The present invention relates to a double-spiral heat exchanger which is formed of two separate pipe systems so that each heat exchange medium runs in its own pipe system. The spirals of the two pipeworks are closely intermeshed, and a metallic contact between the spirals is created by means of a medium metal.

In the prior art there is known for instance the spiral heat exchanger introduced in the Finnish Patent Application No. 822007, wherein the pipes pertaining to separate heat networks are interchanged within one cycle in the cross-sectional plane of the spiral axis. The circles of the spirals are pressed against each other, so that the contact surface between the circles is enlarged, and the heat exchange thus improved. The purpose is that the pipes are always exactly matched on top of each other, and that during winding, the pipes are pressed so that they become elliptical in cross-section. The said heat exchanger is employed mainly as a tertiary heat exchanger, so that the whole pipework is closed inside a tank, where a third liquid flows around the pipework. The application text says that there is a metallic contact between the pipes, but what is in question here is in fact only a mechanical contact between two metal pipes, because the text does not mention any kind of thermal treatment, and a metallic contact between two pipes cannot be created by pressing only. In the said heat exchanger, the proportion of the empty space between the pipes is considerable, but if the apparatus is used as a tertiary heat exchanger, the surrounding third liquid fills up the empty space.

The fitting of flattened pipes in an intermeshing fashion in a heat exchanger is a technique already introduced in the Finnish Patent Application 830419. The pipes are non-round in cross-section, so that their flanks are at least partly planar and possibly provided with additional fins or the like. The spirals formed by the pipes are not self-supporting, but they are placed between two plates.

The U.S. Pat. No. 4,306,618 specifies a spiral pipe bundle of a heat exchanger, where the spiral pipe bundle is surrounded by an external sheath (pressure vessel). Thus there is one liquid flowing in the pipes of the spiral pipe bundle, and another liquid flowing outside the pipe bundle, within the sheath, in which case a good contact between the pipes is not essential for the heat exchange, but -because the wall formed by the pipes guides the circulation of the sheath water, - a contact between the pipes is necessary. Consequently it has been tried to make the contact as slight as possible, e.g. linear-like, so that as much as possible of the valuable surface effective for heat exchange should remain directed outward; therefore the pipes are made, in a high temperature, to be welded to each other. The strength of the wall formed by the pipes is further improved by applying a solder agent in between the pipes.

The international application No. WO81/03300 introduces a method for manufacturing a double heat exchanger by forming a transversal pipe wall of two separate pipes, in which wall every second pipe belongs to one system, and every second to another system. A heat-conducting mass is squeezed on the outer surface of this pipe wall, whereafter another pipe spiral layer is wound around the pipe spirals in similar fashion, but intermeshed with respect to the previous layer. Several layers, seen in the horizontal plane, can be applied on top of each other, and each layer is covered with heat-conducting mass, which is pressed in between the pipes while the next layer of spiral pipes is wound on top of the previous one. The diameter of the pipes in one transversal plane is always the same, but in the outer spiral rows, the pipe diameter can grow.

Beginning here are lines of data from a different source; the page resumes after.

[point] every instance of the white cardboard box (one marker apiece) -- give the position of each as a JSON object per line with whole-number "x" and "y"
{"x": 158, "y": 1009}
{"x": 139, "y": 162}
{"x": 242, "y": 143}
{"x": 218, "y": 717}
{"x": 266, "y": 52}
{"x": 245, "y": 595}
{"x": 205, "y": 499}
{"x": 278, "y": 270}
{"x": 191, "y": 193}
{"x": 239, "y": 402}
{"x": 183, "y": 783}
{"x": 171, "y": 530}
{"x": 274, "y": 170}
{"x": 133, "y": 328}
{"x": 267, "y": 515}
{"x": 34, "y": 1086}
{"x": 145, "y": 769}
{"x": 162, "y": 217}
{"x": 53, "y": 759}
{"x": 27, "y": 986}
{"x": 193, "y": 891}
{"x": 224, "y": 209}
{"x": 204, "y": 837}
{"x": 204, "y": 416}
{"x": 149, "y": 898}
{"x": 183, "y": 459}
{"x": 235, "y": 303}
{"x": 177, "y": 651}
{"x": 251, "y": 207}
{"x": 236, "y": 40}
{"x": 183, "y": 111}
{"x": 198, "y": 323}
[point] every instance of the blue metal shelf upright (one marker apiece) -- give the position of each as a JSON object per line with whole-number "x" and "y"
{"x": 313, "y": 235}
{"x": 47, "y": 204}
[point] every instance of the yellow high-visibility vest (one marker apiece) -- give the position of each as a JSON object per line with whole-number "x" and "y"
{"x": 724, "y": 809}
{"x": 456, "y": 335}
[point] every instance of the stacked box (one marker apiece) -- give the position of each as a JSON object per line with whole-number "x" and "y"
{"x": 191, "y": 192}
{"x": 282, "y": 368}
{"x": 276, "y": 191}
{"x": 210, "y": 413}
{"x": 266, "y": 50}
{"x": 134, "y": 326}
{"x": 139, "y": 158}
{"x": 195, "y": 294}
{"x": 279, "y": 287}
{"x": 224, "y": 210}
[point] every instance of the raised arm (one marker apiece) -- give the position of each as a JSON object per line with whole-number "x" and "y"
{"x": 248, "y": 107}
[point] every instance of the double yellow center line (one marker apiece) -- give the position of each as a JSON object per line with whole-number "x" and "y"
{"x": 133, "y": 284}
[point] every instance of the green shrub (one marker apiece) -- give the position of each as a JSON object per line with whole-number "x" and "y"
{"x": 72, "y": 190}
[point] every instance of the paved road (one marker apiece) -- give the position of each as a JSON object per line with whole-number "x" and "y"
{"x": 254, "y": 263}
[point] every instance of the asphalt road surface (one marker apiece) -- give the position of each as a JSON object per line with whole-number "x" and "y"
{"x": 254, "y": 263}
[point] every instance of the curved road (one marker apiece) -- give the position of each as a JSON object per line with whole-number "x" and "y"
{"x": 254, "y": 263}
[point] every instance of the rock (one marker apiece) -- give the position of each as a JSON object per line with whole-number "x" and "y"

The invention of the present application is related to a double-spiral heat exchanger which is formed of the intermeshed pipe spirals of two separate pipe systems, between which spirals there is created a metallic contact by aid of some medium metal. The essential novel features of the invention are apparent from the patent claim 1.

According to the invention, the aim is to realize a pressure-proof double spiral heat exchanger composed of pipes only, where a separate external pressure vessel is not needed. Another essential feature of the heat exchanger is that the pipe spirals belonging to different pipe systems are placed as near to each other as possible, and a good heat transfer is further secured by aid of a medium metal, so that a metallic contact is created between the pipes.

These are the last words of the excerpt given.